Un remède contre l'extrémisme
Ce qui effraye, dans l'attitude des extrémistes, c'est l'absence totale du moindre doute, concernant leurs idées comme leurs actions, la conviction de posséder la vérité, alors que la pratique politique, chez tous, qu'ils soient de gauche ou de droite, est sujette au tâtonnement, à la rectification, au contact du réel, quand surgissent, par exemple, des données non prévues.
L'homme politique devrait être semblable à un fin stratège militaire. L'art politique, nous dit Edgar Morin, dans son livre ''La voie'', doit allier le principe de risque, au principe de précaution, selon un dosage qu'on ne peut jamais déterminer à l'avance.
Nous avons pensé, ainsi, que si nos politiques, de tous bords, étaient traversés par le doute, cela leur donnerait de la légèreté, plutôt que d'être aussi pesants, pour certains. Et ce n'est pas par hasard qu'avec les aberrations de l'extrémisme religieux, apparaisse l'expression «ignorance sacrée». Elle l'est, non seulement, parce qu'elle porte sur le thème du sacré, mais parce qu'elle s'affirme avec arrogance et n'a pas honte d'elle-même.

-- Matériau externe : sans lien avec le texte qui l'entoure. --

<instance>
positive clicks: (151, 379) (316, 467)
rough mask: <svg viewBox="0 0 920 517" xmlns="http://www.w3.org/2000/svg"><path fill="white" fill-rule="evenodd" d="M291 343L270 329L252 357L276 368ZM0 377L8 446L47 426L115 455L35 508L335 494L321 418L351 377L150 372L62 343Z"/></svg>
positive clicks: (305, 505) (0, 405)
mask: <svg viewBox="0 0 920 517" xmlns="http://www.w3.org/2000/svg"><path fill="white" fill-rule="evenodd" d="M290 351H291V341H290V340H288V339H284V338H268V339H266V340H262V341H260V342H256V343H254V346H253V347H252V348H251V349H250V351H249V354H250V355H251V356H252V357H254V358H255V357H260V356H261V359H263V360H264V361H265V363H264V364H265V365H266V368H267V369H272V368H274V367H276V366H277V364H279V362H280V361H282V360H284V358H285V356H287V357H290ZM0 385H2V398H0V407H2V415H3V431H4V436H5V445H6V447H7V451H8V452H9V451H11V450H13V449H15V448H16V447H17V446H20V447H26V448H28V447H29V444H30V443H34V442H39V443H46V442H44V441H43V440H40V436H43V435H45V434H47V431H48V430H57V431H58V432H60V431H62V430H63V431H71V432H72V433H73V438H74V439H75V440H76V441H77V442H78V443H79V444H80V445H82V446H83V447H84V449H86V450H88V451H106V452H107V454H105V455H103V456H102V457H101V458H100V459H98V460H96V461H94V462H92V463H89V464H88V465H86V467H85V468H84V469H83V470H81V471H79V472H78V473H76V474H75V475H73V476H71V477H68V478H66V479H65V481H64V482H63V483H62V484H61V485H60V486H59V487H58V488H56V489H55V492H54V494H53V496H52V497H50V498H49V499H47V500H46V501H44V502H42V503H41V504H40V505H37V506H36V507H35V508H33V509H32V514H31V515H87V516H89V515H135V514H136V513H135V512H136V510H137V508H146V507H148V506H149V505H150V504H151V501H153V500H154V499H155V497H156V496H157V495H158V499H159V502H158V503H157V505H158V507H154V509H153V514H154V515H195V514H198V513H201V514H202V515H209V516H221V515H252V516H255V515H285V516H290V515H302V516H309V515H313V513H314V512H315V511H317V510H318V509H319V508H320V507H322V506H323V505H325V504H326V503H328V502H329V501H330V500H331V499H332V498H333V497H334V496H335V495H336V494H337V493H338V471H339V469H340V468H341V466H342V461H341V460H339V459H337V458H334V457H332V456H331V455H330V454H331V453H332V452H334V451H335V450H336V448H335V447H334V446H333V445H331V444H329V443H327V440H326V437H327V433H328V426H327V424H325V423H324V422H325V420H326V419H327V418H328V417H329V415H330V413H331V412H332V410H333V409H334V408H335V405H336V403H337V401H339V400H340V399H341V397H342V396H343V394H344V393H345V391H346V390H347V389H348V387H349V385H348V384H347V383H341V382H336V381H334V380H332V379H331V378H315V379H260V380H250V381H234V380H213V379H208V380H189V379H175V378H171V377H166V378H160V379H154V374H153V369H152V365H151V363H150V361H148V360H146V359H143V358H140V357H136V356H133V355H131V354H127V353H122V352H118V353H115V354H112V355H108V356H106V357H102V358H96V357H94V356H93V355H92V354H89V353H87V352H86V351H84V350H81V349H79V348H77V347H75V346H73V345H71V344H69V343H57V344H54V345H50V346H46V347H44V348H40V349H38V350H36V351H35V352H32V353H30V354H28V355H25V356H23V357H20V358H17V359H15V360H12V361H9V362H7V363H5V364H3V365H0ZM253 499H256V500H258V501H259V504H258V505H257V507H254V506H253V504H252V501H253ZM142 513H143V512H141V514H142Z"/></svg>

Il ressort, de tout cela, la constatation de 2 attitudes:
- le dogmatisme – ou la certitude d'être dans la vérité – e trouvant chez les personnes pour qui le livre saint notamment, le Coran, dans ses prescriptions sociales, est un ensemble de recommandations immuables qui s'appliquent, en tout temps, en tout lieu, comme s'ils déniaient toute existence à un domaine de connaissance aussi fracassant, aussi bruyant que l'Histoire. Il y a, ainsi, un monde entre la position d'un Ibn Arabi, symbole même de l'ouverture, accueillant en lui-même toutes les croyances, et cela, il y a 8 siècles, et celle de plusieurs de nos contemporains, preuve que le passage du temps ne signifie pas, forcément, progrès;
- ou le cheminement sans fin vers la connaissance qui s'accompagne d'une distance critique très précieuse : grâce à elle, on sait – les croyances révélées de la religion, mises de côté, car objet de foi, donc, indiscutables – qu'il n'y a pas de vérité fixe et absolue, même dans les sciences, parce qu'il est, toujours, possible de reconstruire et de remanier ses théories, à la lumière de l'expérience; grâce à elle, aussi, on a une attitude mentale faite de souplesse qui nous rend, toujours, prêts à remettre en question notre information sur un point donné, si elle est contredite par la réalité. Reconnaissons que cette distance, cette souplesse mentale sont les acquis les plus précieux de la connaissance, indépendamment de son contenu.
En fin de compte, deux situations, apparemment, paradoxales, sont possibles: l'ignorance – triomphale – gorgée de certitude sur ce qu'elle croit savoir; et la connaissance – humble – qui, se sachant, relative, et, le plus souvent, non définitive, seule, est toujours prête à se réviser et à se remettre en question.